Puisque le plus haut tribunal du pays a rejeté la demande de l’Université York, les établissements d’enseignement s’exposent à de nouvelles poursuites en violation des droits d’auteur, notamment à des actions collectives, si elles choisissaient de prétendre à une soi-disant utilisation équitable plutôt que de rémunérer les titulaires de droits via les sociétés de gestion collective.

Rappelons qu’au Québec, la Cour d’appel a autorisé Copibec à exercer une action collective contre l’Université Laval. Celle-ci s’est conclue par une entente à l’amiable par laquelle l’université a adhéré à une licence de Copibec et indemnisé les autrices, les auteurs et les maisons d’édition lésés.

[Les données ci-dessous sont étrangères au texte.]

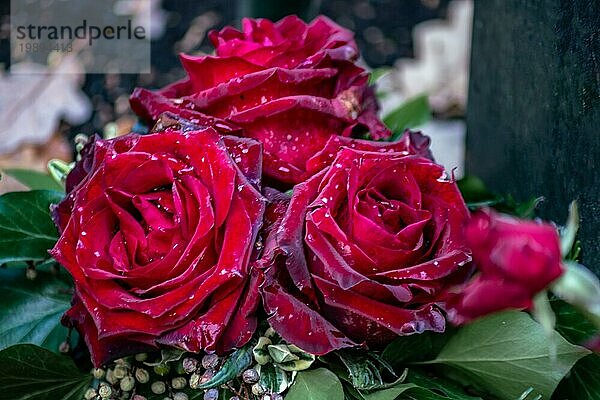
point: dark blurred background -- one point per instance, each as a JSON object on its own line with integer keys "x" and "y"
{"x": 383, "y": 32}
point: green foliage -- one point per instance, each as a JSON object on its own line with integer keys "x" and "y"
{"x": 30, "y": 310}
{"x": 506, "y": 353}
{"x": 26, "y": 229}
{"x": 412, "y": 113}
{"x": 237, "y": 362}
{"x": 34, "y": 180}
{"x": 28, "y": 372}
{"x": 421, "y": 347}
{"x": 317, "y": 384}
{"x": 583, "y": 382}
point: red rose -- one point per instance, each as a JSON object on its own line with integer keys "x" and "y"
{"x": 158, "y": 234}
{"x": 287, "y": 84}
{"x": 516, "y": 260}
{"x": 364, "y": 251}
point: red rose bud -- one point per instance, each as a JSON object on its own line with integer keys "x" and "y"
{"x": 288, "y": 84}
{"x": 364, "y": 251}
{"x": 516, "y": 260}
{"x": 157, "y": 232}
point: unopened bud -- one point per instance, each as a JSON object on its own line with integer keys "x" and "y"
{"x": 142, "y": 375}
{"x": 98, "y": 373}
{"x": 64, "y": 347}
{"x": 178, "y": 383}
{"x": 194, "y": 381}
{"x": 211, "y": 394}
{"x": 90, "y": 394}
{"x": 210, "y": 361}
{"x": 104, "y": 391}
{"x": 207, "y": 376}
{"x": 127, "y": 384}
{"x": 120, "y": 371}
{"x": 250, "y": 376}
{"x": 162, "y": 369}
{"x": 158, "y": 387}
{"x": 190, "y": 364}
{"x": 110, "y": 377}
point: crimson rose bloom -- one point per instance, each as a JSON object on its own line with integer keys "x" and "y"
{"x": 516, "y": 259}
{"x": 364, "y": 251}
{"x": 287, "y": 84}
{"x": 158, "y": 232}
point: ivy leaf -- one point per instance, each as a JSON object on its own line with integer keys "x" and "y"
{"x": 28, "y": 372}
{"x": 419, "y": 347}
{"x": 26, "y": 229}
{"x": 583, "y": 383}
{"x": 506, "y": 353}
{"x": 30, "y": 310}
{"x": 412, "y": 113}
{"x": 317, "y": 384}
{"x": 34, "y": 180}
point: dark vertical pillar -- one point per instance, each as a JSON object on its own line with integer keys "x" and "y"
{"x": 534, "y": 106}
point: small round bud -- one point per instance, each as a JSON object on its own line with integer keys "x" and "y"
{"x": 162, "y": 369}
{"x": 190, "y": 364}
{"x": 120, "y": 371}
{"x": 250, "y": 376}
{"x": 257, "y": 389}
{"x": 211, "y": 394}
{"x": 142, "y": 375}
{"x": 207, "y": 376}
{"x": 98, "y": 373}
{"x": 64, "y": 347}
{"x": 90, "y": 394}
{"x": 104, "y": 391}
{"x": 158, "y": 387}
{"x": 210, "y": 361}
{"x": 178, "y": 383}
{"x": 127, "y": 384}
{"x": 110, "y": 377}
{"x": 194, "y": 381}
{"x": 30, "y": 273}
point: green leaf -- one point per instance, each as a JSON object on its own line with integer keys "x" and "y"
{"x": 583, "y": 382}
{"x": 26, "y": 229}
{"x": 506, "y": 353}
{"x": 273, "y": 378}
{"x": 412, "y": 113}
{"x": 390, "y": 393}
{"x": 28, "y": 372}
{"x": 421, "y": 347}
{"x": 30, "y": 310}
{"x": 34, "y": 180}
{"x": 450, "y": 389}
{"x": 237, "y": 362}
{"x": 317, "y": 384}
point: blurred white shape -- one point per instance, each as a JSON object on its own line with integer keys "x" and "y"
{"x": 447, "y": 143}
{"x": 35, "y": 98}
{"x": 441, "y": 64}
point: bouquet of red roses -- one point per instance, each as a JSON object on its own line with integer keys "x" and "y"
{"x": 269, "y": 237}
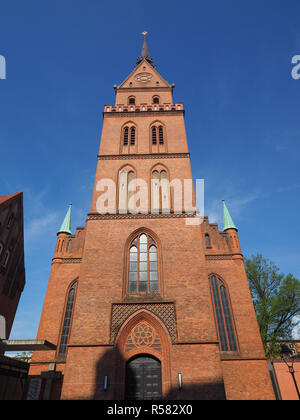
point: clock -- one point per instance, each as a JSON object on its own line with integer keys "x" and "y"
{"x": 143, "y": 77}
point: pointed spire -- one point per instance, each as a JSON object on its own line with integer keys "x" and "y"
{"x": 228, "y": 222}
{"x": 145, "y": 55}
{"x": 66, "y": 224}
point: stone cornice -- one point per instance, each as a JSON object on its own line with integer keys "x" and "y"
{"x": 67, "y": 260}
{"x": 97, "y": 216}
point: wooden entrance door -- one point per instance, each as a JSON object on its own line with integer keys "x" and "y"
{"x": 143, "y": 379}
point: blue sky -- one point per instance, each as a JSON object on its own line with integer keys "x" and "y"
{"x": 231, "y": 65}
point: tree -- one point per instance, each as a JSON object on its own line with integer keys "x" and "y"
{"x": 276, "y": 299}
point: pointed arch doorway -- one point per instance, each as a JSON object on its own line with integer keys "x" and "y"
{"x": 143, "y": 378}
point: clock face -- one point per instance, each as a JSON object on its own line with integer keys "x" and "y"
{"x": 143, "y": 77}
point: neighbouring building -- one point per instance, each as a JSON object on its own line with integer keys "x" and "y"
{"x": 13, "y": 373}
{"x": 12, "y": 271}
{"x": 146, "y": 301}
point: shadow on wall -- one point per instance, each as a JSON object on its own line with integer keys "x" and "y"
{"x": 113, "y": 373}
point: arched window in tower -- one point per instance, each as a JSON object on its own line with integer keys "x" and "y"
{"x": 158, "y": 137}
{"x": 154, "y": 135}
{"x": 131, "y": 100}
{"x": 128, "y": 138}
{"x": 143, "y": 265}
{"x": 125, "y": 136}
{"x": 207, "y": 240}
{"x": 160, "y": 191}
{"x": 67, "y": 321}
{"x": 161, "y": 135}
{"x": 130, "y": 191}
{"x": 223, "y": 315}
{"x": 155, "y": 201}
{"x": 5, "y": 259}
{"x": 132, "y": 136}
{"x": 126, "y": 190}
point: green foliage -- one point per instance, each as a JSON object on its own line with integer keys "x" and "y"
{"x": 276, "y": 299}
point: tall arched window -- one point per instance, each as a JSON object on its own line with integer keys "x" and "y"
{"x": 5, "y": 259}
{"x": 207, "y": 240}
{"x": 223, "y": 315}
{"x": 128, "y": 138}
{"x": 161, "y": 134}
{"x": 132, "y": 136}
{"x": 143, "y": 269}
{"x": 154, "y": 135}
{"x": 67, "y": 321}
{"x": 125, "y": 136}
{"x": 158, "y": 143}
{"x": 125, "y": 192}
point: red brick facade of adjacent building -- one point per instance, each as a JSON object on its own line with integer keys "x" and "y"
{"x": 12, "y": 272}
{"x": 155, "y": 292}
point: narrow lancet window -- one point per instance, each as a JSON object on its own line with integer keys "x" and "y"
{"x": 223, "y": 315}
{"x": 67, "y": 321}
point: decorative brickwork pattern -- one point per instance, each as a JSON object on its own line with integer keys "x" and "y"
{"x": 164, "y": 311}
{"x": 142, "y": 337}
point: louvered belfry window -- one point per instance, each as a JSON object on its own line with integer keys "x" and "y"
{"x": 223, "y": 315}
{"x": 67, "y": 321}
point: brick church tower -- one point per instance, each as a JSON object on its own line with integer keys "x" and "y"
{"x": 146, "y": 301}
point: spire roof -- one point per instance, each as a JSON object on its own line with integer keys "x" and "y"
{"x": 66, "y": 224}
{"x": 145, "y": 55}
{"x": 228, "y": 222}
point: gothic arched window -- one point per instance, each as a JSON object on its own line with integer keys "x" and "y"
{"x": 128, "y": 138}
{"x": 158, "y": 138}
{"x": 161, "y": 134}
{"x": 154, "y": 135}
{"x": 125, "y": 136}
{"x": 143, "y": 268}
{"x": 223, "y": 315}
{"x": 67, "y": 321}
{"x": 132, "y": 136}
{"x": 207, "y": 240}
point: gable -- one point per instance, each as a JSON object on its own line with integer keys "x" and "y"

Mais est-ce qu’une potentielle accumulation de litiges juridiques sur le droit d’auteur est souhaitable pour les titulaires de droits et les contribuables qui financent les établissements d’enseignement?

À Ottawa de réviser la Loi sur le droit d’auteur

Permettre d’appliquer l’utilisation équitable « à des fins d’enseignement » sans l’encadrer était une erreur historique du gouvernement Harper qui doit être corrigée. D’autant plus que cette révision a placé le Canada en violation de ses obligations internationales en regard de la protection du droit d’auteur.

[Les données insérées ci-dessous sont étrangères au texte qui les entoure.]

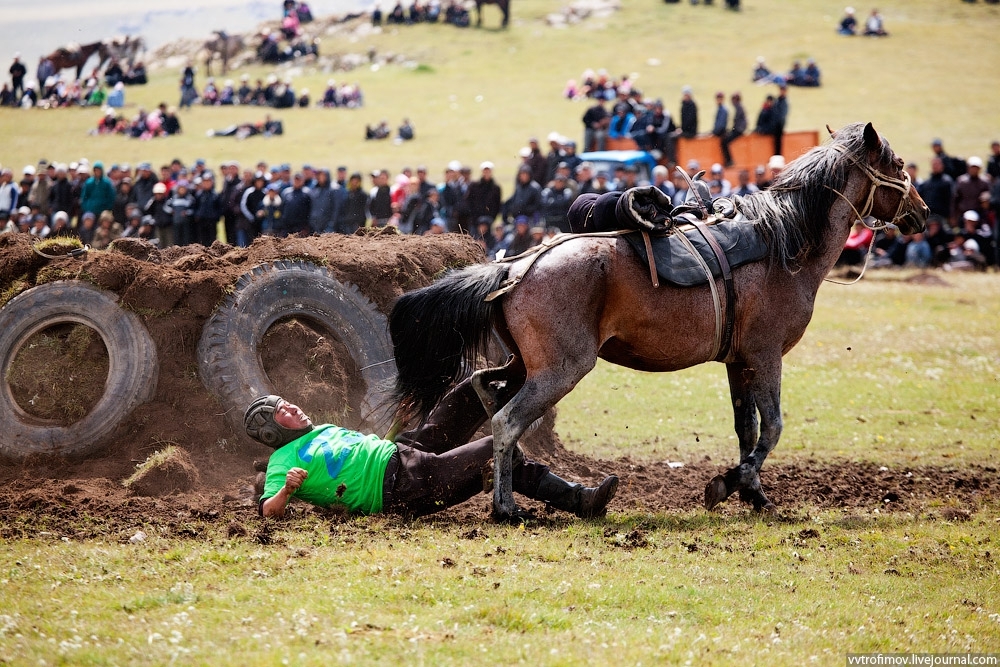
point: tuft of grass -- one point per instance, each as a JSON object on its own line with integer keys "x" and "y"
{"x": 154, "y": 460}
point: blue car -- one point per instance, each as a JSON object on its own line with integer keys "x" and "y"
{"x": 611, "y": 160}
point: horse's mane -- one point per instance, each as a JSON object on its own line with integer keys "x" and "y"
{"x": 793, "y": 214}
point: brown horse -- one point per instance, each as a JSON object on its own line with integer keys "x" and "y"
{"x": 504, "y": 6}
{"x": 225, "y": 46}
{"x": 76, "y": 55}
{"x": 590, "y": 297}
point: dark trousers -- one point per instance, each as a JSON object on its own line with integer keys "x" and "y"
{"x": 436, "y": 466}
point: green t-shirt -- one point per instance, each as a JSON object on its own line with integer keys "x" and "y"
{"x": 345, "y": 468}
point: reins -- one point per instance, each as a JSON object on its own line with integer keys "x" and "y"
{"x": 877, "y": 180}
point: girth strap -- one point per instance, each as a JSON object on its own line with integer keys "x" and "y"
{"x": 727, "y": 276}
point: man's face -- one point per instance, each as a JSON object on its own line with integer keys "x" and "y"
{"x": 290, "y": 416}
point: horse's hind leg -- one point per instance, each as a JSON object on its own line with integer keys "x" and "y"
{"x": 495, "y": 386}
{"x": 751, "y": 389}
{"x": 539, "y": 393}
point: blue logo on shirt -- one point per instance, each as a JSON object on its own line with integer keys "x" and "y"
{"x": 334, "y": 460}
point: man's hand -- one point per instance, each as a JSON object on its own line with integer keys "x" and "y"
{"x": 294, "y": 479}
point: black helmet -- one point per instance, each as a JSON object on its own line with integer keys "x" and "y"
{"x": 260, "y": 425}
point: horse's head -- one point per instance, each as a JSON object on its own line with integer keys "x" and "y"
{"x": 890, "y": 197}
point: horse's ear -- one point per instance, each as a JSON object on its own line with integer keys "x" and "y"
{"x": 873, "y": 142}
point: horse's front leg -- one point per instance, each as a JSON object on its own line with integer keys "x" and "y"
{"x": 753, "y": 390}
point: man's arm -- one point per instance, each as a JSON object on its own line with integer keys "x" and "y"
{"x": 275, "y": 505}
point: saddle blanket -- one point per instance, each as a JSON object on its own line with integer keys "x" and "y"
{"x": 675, "y": 264}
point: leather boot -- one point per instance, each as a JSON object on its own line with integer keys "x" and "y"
{"x": 585, "y": 502}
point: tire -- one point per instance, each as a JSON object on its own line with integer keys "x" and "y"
{"x": 229, "y": 359}
{"x": 133, "y": 367}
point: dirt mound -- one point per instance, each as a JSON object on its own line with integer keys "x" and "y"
{"x": 173, "y": 292}
{"x": 164, "y": 472}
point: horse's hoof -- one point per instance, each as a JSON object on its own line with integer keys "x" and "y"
{"x": 715, "y": 492}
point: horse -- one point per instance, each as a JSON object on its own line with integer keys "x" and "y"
{"x": 224, "y": 45}
{"x": 504, "y": 6}
{"x": 591, "y": 297}
{"x": 75, "y": 55}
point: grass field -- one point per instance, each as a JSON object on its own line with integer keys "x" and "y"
{"x": 890, "y": 371}
{"x": 479, "y": 94}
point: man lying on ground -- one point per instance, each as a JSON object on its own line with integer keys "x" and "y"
{"x": 427, "y": 471}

Alors que nous sommes en élections, les partis présents à la Chambre des communes doivent réitérer leurs promesses faites en 2019 de réviser la Loi sur le droit d’auteur, et passer à l’action!

Les solutions sont simples :

-        Préciser que les établissements d’enseignement ne peuvent invoquer une utilisation équitable dès lors que l’œuvre est accessible sur le marché et qu’on peut obtenir une licence par l’entremise d’une société de gestion (comme la loi de Grande Bretagne le précise maintenant)

-        Ajouter que les sociétés de gestion sont réputées être licencié exclusif, sans avoir à mettre en cause le titulaire, aux fins de tous recours pour violation des droits d’auteur intentés devant les tribunaux

Les autrices, les auteurs et les maisons d’édition dans le reste du Canada ne peuvent se permettre un autre 10 ans à ne pas recevoir les redevances qui leurs sont dues. Au Québec, leur société de gestion demeura active avant, pendant et après les élections afin de convaincre les partis de passer à l’action pour protéger leur juste rémunération.